Pada umunya orang berpendapat bahwa kesadaran warga masyarakat terhadap hukum yang tinggi mengakibatkan para warga masyarakat mematuhi ketentuan perundang-undangan yang berlaku. Sebaliknya, apabila kesadaran warga masyarakat terhadap hukum rendah, derajat kepatuhanya juga rendah. Pernyataan yang demikian berkaitan dengan fungsi hukum dalam masyarakat atau efektivitas dari pelaksanaan ketentuan-ketentuan hukum dalam masyarakat.

Diketahui bahwa tanpa bangkitnya kesadaran warga untuk secara suka dan rela mengikuti apa yang diperintahkan oleh hukum untuk dikerjakan atau untuk tidak dikerjakan, tidaklah bekerjanya hukum dalam kehidupan masyarakat akan dapat terwujud seperti yang diharap-harapkan. Ancaman sanksi sekeras apapun tidak selamanya terbukti dapat mengontrol perilaku subjek dengan sepenuhnya.
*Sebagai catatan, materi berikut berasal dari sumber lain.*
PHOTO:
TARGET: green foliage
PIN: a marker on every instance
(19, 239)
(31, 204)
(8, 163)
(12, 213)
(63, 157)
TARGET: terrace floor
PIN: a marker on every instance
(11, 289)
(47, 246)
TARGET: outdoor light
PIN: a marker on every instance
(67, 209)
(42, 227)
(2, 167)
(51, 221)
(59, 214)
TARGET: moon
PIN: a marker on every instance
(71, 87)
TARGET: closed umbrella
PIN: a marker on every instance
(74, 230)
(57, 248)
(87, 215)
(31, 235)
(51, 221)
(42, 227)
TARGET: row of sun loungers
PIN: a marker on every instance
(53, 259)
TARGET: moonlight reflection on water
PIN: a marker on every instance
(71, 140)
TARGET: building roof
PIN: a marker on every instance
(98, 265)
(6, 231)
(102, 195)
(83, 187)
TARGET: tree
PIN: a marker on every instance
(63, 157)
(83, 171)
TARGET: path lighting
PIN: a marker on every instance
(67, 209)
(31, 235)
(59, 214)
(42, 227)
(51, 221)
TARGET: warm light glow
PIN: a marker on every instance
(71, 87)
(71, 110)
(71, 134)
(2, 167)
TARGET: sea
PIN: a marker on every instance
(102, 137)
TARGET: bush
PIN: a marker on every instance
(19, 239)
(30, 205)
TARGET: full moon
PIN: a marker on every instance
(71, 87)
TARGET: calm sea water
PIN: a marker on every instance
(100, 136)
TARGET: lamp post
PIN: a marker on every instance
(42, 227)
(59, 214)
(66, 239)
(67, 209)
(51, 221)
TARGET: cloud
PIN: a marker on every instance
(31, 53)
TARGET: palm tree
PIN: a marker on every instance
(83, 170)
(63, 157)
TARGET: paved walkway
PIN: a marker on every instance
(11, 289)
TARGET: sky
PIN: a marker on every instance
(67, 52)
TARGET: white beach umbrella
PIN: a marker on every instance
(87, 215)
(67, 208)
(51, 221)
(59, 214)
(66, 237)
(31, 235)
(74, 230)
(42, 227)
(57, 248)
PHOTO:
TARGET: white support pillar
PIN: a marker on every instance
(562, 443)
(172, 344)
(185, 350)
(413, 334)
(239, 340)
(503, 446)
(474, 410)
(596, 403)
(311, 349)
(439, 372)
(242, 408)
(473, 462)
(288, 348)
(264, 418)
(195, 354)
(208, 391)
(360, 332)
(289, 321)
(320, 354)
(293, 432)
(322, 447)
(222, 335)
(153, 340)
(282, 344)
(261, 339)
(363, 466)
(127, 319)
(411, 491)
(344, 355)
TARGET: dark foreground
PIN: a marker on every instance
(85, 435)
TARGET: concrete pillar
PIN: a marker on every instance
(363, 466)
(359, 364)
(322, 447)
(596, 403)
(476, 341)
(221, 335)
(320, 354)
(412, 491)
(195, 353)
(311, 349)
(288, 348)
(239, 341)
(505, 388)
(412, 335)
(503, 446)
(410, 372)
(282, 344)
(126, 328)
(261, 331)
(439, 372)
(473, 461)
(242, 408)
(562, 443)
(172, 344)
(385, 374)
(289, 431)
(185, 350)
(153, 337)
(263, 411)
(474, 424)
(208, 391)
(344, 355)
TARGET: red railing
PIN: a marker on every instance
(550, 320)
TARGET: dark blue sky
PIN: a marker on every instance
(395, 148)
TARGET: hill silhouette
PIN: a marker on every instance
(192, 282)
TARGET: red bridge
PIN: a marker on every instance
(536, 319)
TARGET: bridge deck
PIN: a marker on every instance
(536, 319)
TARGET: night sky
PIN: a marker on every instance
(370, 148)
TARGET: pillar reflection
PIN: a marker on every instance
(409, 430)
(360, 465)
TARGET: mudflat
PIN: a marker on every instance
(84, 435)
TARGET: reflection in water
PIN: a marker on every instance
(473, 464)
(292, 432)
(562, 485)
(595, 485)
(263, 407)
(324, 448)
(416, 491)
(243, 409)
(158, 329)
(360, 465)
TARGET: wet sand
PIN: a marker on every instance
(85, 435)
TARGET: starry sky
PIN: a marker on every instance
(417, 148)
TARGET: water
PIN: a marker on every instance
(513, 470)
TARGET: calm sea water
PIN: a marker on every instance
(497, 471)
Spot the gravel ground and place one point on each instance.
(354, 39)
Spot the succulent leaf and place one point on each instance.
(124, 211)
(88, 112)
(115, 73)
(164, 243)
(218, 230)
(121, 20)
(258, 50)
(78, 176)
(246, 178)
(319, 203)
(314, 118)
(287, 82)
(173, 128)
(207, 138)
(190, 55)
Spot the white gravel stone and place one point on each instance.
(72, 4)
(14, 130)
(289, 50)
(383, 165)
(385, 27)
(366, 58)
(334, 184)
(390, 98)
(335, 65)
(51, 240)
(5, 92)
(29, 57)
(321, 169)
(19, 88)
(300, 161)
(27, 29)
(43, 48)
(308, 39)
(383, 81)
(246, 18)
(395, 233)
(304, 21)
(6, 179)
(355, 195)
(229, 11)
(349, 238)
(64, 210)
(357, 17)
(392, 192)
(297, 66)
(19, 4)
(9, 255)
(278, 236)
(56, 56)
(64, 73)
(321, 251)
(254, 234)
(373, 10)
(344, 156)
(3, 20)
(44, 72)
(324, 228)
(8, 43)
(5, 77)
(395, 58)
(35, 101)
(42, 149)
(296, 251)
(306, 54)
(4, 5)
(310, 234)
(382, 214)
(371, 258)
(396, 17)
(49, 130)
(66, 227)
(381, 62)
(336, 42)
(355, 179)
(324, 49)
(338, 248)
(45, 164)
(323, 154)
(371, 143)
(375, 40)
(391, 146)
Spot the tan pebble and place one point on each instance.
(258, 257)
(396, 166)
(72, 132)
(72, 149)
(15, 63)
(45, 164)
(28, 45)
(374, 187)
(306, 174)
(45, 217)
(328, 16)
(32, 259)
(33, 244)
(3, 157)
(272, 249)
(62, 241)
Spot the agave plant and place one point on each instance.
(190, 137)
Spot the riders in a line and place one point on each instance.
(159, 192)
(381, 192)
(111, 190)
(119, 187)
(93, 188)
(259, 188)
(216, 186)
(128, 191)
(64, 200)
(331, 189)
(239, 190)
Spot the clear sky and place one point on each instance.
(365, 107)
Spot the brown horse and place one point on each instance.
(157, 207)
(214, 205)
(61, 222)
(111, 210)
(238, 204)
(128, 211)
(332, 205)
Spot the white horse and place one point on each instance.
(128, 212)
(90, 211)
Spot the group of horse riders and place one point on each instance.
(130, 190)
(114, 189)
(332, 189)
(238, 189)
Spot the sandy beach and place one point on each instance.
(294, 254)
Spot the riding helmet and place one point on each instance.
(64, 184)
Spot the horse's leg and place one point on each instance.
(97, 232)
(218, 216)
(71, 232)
Selalu saja ada celah dan kesempatan, sekecil apapun, yang akan dimanfaatkan oleh seorang subjek dengan resiko yang telah diperhitungkanya untuk menghindarkan diri dari control hukum yang berhakikat sebagai control eksternal itu.
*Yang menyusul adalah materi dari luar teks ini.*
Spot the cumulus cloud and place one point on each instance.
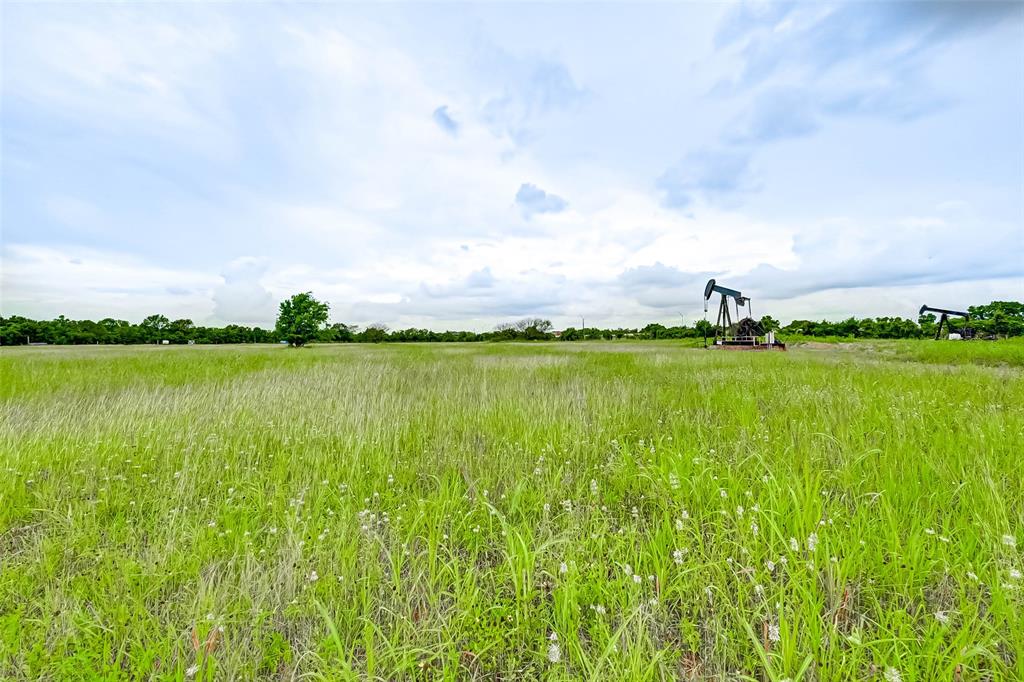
(532, 89)
(941, 249)
(242, 298)
(532, 200)
(444, 121)
(718, 175)
(46, 282)
(660, 286)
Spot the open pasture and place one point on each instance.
(620, 511)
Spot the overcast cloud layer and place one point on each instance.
(457, 166)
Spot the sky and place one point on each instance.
(457, 166)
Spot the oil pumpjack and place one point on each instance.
(745, 333)
(965, 332)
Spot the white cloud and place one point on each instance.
(242, 298)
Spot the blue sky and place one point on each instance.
(457, 166)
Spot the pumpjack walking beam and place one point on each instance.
(944, 320)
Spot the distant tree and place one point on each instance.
(301, 318)
(375, 333)
(653, 331)
(338, 333)
(153, 327)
Secara filosofis tujuan hukum adalah untuk mencapai kedamaian, kedamaian berarti suatu keserasian antara ketertiban dan ketentraman. Pada segi ketertiban, lebih ditonjolkan kewajiban warga masyarakat. Sedangkan pada segi ketenteraman yang diutamakan adalah hak –haknya.[2]

Dengan melihat paparan diatas, dapat diambil pelajaran bahwasannya dalam segi ketetertiban, lebih ditekankan  kewajiban  bagi masyarakat  untuk mematuhi, menaati, dan melaksanakan hukum, baik hukum tertulis maupun tidak tertulis atau hukum adat yang sudah menjadi menjadi kebiasaan bagi masyarakat setempat.

Akan tetapi pada kenyataannya, banyak masyarakat ataupun mahasiswa tidak melaksanakan perintah atau aturan-aturan tersebut. Mereka banyak melanggar peraturan peraturan yang telah ditetapkan, padahal sebagian dari mereka mengerti akan hukum dan peraturan –peraturan yang telah mereka langgar. Misalnya peraturan Undang –Undang No 22 Tahun 2009 tentang lalu lintas dan angkatan umum, pada pasal 292 telah dipaparkan bahwasannya ;

SetiapOrang yang mengemudikan sepeda motor tanpa kereta samping yang mengangkut penumpang lebih dari 2 (dua) orang sebagaimana dimaksud dalam Pasal 106 ayat (9) dipidana dengan pidana kurungan paling lama 1 (satu) bulan atau denda paling banyak Rp 250.000,00 (dua ratus lima puluh ribu pupiah)."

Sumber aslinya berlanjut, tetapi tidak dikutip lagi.